Prime Minister Kyriakos Mitsotakis sent messages to both Turkey and the international community during a discussion with journalist John Defterios at the 5th International Euro-Arab Summit.
He stated that he was ready for a discussion aimed at resolving the problems in the context of international law, and stressed that if Turkey really wants to solve these problems, it will sit at the negotiating table, but as he said “I believe that Turkey does not want to play according to the rules.”
The Prime Minister clarified whether there is a prospect and whether he is willing in the future “to share [with Turkey] energy resources found.”
His response was that “this is not something we are discussing” and reiterated that first the maritime zones need to defined in a fair way.
“This is the first priority and it is not something we have managed to do for many decades. However, I would like to emphasize that our government has signed a demarcation agreement with Italy, we have signed a partial demarcation agreement with Egypt and we have agreed with Albania to appeal to the International Court of Justice and let the Court decide on the demarcation of our sea,” Mitsotakis said.
“We have shown that this problem can be solved if there is a commitment to international law and good neighborly relations. Honestly, I believe that Turkey does not want to play by the rules,” he continued.

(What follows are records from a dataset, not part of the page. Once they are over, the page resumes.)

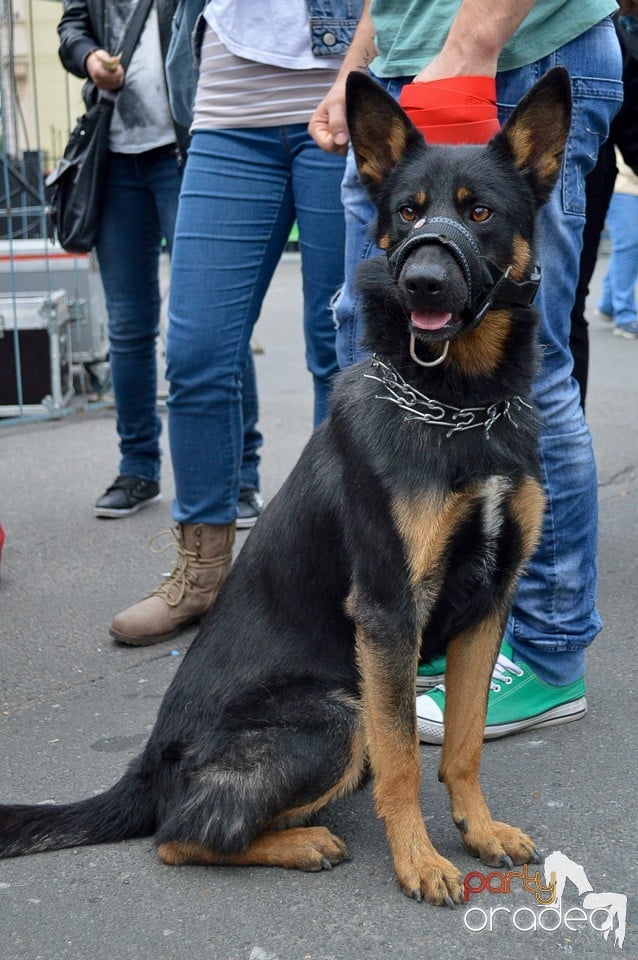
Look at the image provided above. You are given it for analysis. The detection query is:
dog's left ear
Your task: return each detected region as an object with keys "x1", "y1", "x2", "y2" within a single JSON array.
[
  {"x1": 493, "y1": 66, "x2": 572, "y2": 205},
  {"x1": 346, "y1": 71, "x2": 422, "y2": 195}
]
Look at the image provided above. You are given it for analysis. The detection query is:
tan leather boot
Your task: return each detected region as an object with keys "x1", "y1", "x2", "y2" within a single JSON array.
[{"x1": 110, "y1": 522, "x2": 235, "y2": 646}]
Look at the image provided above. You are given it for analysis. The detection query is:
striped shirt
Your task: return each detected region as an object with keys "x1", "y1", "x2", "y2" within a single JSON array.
[{"x1": 192, "y1": 26, "x2": 340, "y2": 131}]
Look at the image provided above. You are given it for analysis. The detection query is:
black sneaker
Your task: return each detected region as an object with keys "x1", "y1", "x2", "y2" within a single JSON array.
[
  {"x1": 236, "y1": 488, "x2": 263, "y2": 529},
  {"x1": 94, "y1": 475, "x2": 161, "y2": 518}
]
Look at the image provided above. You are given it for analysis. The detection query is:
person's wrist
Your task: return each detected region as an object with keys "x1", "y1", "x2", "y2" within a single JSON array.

“They continue their provocative behavior. And – as I said – the European Council has set a deadline. This is no longer an issue that affects our bilateral relations,” he said.
He added that Greece has made many efforts to reach an agreement with Turkey since he took office as Prime Minister, and denounced Turkey’s stance.
“In response, we received a series of particularly provocative actions, which challenged our sovereign rights, with unilateral research activities in areas that we consider the Greek Exclusive Economic Zone,” said Mitsotakis.
He also said that it was up to Turkey to choose “whether to decide whether it wants a constructive relationship with Europe or whether it wants a conflicting relationship” and warned Ankara that if it chose the latter “it should know that there will be consequences for it”.
“I think the Europeans have understood that this is not just a dispute between Greece and Turkey, or Cyprus and Turkey. Events in the Eastern Mediterranean are affecting Europe as a whole,” said Mitsotakis.